Integration happens through the Model Registry and S3. Training jobs in SageMaker generate model binaries and save them to S3. The Model Registry tracks these artifacts, and model serving services pull them for deployment. Docker images flow from CI/CD through ECR to both platforms. The LyftLearn database maintains job metadata and model configurations across both stacks.
Each LyftLearn product operates independently while maintaining seamless end-to-end ML workflows.
Putting It All Together
We rolled out changes repository by repository, running both infrastructures in parallel. Our approach was systematic: build a comprehensive compatibility layer that made SageMaker feel like Kubernetes to ML code, validate each workflow type thoroughly, then migrate teams incrementally. Each repository required minimal changes — typically updating configuration files and workflow APIs — while the actual ML code remained untouched.
For our users, the migration was nearly invisible. But behind the scenes, the operational improvements were substantial. We reduced ML training and batch processing compute costs by eliminating idle cluster resources and moving to on-demand provisioning. System reliability improved significantly, with infrastructure-related incidents becoming rare occurrences. Most importantly, this stability and the serverless nature of the new compute freed our team to focus on building platform capabilities rather than managing low-level infrastructure components.
Build versus buy is a pragmatic decision, not an ideology
We adopted SageMaker for training because managing custom batch compute infrastructure was consuming engineering capacity better spent on ML platform capabilities.

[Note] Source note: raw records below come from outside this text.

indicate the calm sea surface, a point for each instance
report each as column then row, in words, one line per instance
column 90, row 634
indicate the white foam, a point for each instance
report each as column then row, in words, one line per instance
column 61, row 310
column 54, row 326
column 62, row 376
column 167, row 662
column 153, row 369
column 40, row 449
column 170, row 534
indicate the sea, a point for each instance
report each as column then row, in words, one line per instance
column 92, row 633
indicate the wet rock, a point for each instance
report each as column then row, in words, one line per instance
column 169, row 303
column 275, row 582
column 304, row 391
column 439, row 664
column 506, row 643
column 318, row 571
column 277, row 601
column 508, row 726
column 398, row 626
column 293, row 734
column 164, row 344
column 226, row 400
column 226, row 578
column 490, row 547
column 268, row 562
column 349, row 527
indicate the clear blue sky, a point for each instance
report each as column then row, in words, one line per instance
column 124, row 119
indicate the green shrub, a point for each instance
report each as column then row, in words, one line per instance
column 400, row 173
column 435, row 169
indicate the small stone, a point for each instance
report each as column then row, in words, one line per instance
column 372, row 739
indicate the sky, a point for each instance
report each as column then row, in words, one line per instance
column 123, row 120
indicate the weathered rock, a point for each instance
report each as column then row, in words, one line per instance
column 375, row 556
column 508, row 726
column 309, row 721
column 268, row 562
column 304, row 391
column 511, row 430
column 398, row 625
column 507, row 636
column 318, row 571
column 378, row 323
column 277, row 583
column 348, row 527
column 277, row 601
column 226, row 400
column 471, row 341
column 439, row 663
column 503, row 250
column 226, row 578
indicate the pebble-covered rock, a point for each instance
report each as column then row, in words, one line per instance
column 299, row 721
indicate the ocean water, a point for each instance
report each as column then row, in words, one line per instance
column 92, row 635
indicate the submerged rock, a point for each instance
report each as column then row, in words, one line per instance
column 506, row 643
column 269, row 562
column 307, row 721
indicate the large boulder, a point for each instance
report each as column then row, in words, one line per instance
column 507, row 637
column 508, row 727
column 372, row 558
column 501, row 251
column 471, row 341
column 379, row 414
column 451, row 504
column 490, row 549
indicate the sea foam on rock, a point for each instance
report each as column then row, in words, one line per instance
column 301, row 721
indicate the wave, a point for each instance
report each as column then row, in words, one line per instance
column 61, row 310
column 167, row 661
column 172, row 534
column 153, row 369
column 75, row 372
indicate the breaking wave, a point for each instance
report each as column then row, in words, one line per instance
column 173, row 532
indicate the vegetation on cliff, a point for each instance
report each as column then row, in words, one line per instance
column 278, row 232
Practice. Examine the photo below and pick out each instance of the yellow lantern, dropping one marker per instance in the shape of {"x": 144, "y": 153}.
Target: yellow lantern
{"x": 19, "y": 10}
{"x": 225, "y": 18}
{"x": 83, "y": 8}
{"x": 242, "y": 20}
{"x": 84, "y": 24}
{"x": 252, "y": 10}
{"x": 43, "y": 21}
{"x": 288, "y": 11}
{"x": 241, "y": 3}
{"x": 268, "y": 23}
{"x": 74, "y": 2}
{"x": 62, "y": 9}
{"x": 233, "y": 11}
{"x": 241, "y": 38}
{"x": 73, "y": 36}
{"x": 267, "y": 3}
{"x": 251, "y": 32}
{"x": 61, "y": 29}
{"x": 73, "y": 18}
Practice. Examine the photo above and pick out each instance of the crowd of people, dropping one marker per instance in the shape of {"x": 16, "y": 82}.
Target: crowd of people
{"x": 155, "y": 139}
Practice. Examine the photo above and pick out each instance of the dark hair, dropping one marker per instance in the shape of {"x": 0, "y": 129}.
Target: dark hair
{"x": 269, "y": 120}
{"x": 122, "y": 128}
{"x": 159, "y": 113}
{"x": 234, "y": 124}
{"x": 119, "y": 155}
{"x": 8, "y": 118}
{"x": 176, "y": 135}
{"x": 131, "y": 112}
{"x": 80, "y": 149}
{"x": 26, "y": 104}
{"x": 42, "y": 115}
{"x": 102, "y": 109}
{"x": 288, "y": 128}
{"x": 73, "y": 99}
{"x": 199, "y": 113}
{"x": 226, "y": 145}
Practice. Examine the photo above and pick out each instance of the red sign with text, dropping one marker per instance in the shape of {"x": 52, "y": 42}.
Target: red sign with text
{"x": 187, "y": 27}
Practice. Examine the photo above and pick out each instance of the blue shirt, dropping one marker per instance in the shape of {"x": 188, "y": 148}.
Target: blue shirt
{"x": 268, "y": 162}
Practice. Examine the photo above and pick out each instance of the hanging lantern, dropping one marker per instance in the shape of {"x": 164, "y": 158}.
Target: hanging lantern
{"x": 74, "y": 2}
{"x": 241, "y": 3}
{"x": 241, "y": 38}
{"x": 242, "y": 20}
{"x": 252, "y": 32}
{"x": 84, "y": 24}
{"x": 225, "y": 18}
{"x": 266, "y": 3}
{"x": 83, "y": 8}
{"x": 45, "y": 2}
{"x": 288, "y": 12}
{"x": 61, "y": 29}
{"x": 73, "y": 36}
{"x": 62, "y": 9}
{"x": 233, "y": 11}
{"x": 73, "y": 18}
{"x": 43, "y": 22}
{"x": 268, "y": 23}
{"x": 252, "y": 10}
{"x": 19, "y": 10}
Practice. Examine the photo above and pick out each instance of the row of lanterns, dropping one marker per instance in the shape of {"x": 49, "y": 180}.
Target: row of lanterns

We kept our serving infrastructure custom-built because it delivered the cost efficiency and control we needed. The decision wasn’t about preferring managed services or custom infrastructure — it was about choosing the right tool for each specific workload.
Abstract complexity from users.
The migration succeeded because we absorbed all the complexity. Users didn’t rewrite ML code or learn SageMaker APIs — they continued their work while we handled secrets management, networking, metrics collection, and environmental parity. The platform’s job is to evolve infrastructure while preserving velocity and avoiding disruptions, not to distribute migration work across hundreds of teams.
**Invest in compatibility layers
**The cross-platform base images were the foundation of the migration’s success. They enabled gradual, repository-by-repository migration with easy rollbacks. Most importantly, they guaranteed that the same Docker image for model training in SageMaker would serve it in Kubernetes, eliminating train-serve inconsistencies. The upfront investment in cross-platform compatibility paid dividends throughout the migration.
The best platform engineering isn’t about the technology stack you run — it’s about the complexity you hide and the velocity you unlock.